“This hour her vigil, and her eve, since this
Both the year’s and the day’s deep midnight is.”
During the dark winters of Scandinavia, where a polar night can stretch as long as eighteen hours, you may chance to hear a song that translates:
“Night walks with a heavy step
Round yard and hearth,
As the sun departs from earth,
Shadows are brooding.”
If you are there near the winter solstice, you may get lucky and see a woman wearing a crown of greenery and a circle of flickering candles, wending her way through town as the candlelight she carries reflects from mounds of glistening snow. Accompanied by magi bearing staffs of stars, this is the annual festival of Saint Lucy, or Sankta Lucia, as she is known in Sweden.
On our northern Oregon Coast, this yearly Scandinavian tradition is celebrated the day after Thanksgiving to dispel the dark and cold of winter and to herald the light of the Christmas Season.
At 7 p.m. Friday at Astoria High School, the Sankta Lucia Bride represented by Isabel Talley (Miss Denmark 2019) will enter the auditorium wearing her crown of candles and accompanied by her court attendants and star boys. The legend of Lucia will be read and ChrisLynn Taylor will lead a singing of holiday carols. Brandy Larsen and Faith Swanson will sing the Lucia song. Viking Nordic Scandia dancers will perform, and the 2020 Scandinavian Midsummer Festival court will be introduced.
After the Lucia ceremony, Astoria’s accordion band, “The Polka Dots,” will play music for dancing around the Christmas Tree. The Lower Columbia Danish Society will serve Scandinavian treats.
For nearly two millennia, this tradition has continued, inspired by an early Christian martyr, whose name, Lucia, is a variation of the Latin word “lux,” or “light.” Lucia was born on the island of Sicily during the Roman reign of the Emperor Diocletian, who oversaw the bloodiest persecution of Christians. Diocletian ordered the Christian scriptures be burned, their places of worship razed and the people put to death. Lucia brought food and aid to hungry believers hiding in catacombs from their persecutors.
Wishing to free her hands to carry as much food as possible, she cleverly bound a candle wreath upon her head to light her way.

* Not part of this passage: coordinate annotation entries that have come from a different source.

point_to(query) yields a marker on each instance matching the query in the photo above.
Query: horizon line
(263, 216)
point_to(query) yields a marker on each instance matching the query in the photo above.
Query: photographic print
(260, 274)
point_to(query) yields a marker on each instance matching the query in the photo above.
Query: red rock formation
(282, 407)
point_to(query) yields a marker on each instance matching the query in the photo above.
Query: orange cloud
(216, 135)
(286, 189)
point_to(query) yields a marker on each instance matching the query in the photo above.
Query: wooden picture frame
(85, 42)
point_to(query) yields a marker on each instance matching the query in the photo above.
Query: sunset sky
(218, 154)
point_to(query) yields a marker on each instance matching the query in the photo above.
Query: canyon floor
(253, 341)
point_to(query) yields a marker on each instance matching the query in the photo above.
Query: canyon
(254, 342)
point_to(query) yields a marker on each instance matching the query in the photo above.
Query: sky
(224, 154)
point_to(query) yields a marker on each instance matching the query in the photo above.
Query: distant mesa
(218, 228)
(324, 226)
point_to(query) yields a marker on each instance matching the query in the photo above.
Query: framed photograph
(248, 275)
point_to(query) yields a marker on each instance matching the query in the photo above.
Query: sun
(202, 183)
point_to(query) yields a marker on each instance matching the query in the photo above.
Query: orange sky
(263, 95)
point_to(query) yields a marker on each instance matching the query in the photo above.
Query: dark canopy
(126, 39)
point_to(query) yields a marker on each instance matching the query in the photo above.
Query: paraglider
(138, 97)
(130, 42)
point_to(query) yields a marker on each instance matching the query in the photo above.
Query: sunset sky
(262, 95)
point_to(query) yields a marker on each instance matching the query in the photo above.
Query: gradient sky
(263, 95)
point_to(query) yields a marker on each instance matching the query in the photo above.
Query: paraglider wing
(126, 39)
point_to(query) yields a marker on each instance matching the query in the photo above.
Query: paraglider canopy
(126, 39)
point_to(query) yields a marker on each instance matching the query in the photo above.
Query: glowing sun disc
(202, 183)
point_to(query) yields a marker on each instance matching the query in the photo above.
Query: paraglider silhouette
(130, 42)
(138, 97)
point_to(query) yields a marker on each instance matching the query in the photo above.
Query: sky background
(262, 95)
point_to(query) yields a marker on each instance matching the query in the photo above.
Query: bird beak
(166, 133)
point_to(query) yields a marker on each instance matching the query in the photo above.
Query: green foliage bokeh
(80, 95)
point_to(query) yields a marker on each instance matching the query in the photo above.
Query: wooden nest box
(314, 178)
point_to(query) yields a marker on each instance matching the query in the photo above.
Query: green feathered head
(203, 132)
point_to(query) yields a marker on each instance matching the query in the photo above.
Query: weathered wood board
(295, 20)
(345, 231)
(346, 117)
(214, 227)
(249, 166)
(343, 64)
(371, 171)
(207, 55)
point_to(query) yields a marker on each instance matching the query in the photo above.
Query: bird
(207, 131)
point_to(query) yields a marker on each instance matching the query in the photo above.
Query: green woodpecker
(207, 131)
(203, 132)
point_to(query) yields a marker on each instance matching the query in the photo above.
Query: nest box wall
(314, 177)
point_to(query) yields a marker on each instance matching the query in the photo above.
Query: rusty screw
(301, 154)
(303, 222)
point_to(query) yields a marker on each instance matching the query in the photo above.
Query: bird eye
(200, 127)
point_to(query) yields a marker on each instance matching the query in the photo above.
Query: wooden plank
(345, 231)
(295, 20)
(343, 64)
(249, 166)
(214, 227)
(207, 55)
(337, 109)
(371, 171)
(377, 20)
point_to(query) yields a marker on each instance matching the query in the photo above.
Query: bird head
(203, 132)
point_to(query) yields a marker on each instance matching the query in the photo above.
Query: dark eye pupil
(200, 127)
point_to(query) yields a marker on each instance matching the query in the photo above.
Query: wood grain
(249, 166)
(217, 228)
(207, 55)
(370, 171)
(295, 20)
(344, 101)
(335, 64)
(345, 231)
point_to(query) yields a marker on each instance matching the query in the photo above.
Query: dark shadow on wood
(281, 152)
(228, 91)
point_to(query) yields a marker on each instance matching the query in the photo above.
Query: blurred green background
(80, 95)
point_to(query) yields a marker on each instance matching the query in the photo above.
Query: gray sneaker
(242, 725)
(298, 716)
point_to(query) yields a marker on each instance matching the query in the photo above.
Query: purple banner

Later, to escape an unwanted marriage, Lucia insisted her dowry be donated to the poor. Her incensed fiancé publicly accused her of being a Christian and attempted to burn her at the stake in 310 AD, but the fire would not harm her, necessitating the use of a sword. Missionaries carried the story of Lucia’s martyrdom to Sweden, where emigrants, in turn, shared it across the world. Today, Saint Lucia’s day is celebrated in Italy, Venezuela, Estonia, Scandinavia and on the Caribbean island that bears her name. Typically observed on the winter solstice (on the Julian calendar), in Sweden, Lucia may carry saffron buns or ginger cookies. Candles are lit and electric sources are dimmed in anticipation of the light she will bring.
There is some evidence the roots of the festival may reach back much further to pagan midwinter Yule traditions when it was said, on the darkest night of the year, spirits, gnomes and trolls roamed the earth while farm animals spoke with one other. Many aspects of the tradition reflect the annual struggle between light and darkness.
For years, the festival was primarily celebrated in Sweden, but during World War II, while the populace endured a darkness far deeper than the absence of light alone, the tradition soared in popularity, spreading to Denmark, Finland and Norway. Threatened with German occupation, the holiday became a passive protest for survivors clinging to the promise that darkness might be overcome by the power of light, warm bread and tolerance.
The Sankta Lucia Festival is open to the public, and all are invited to celebrate the Scandinavian tradition that is sure to fill your evening with the light of the holiday season.
Admission supports scholarships to qualifying high school seniors throughout Clatsop County.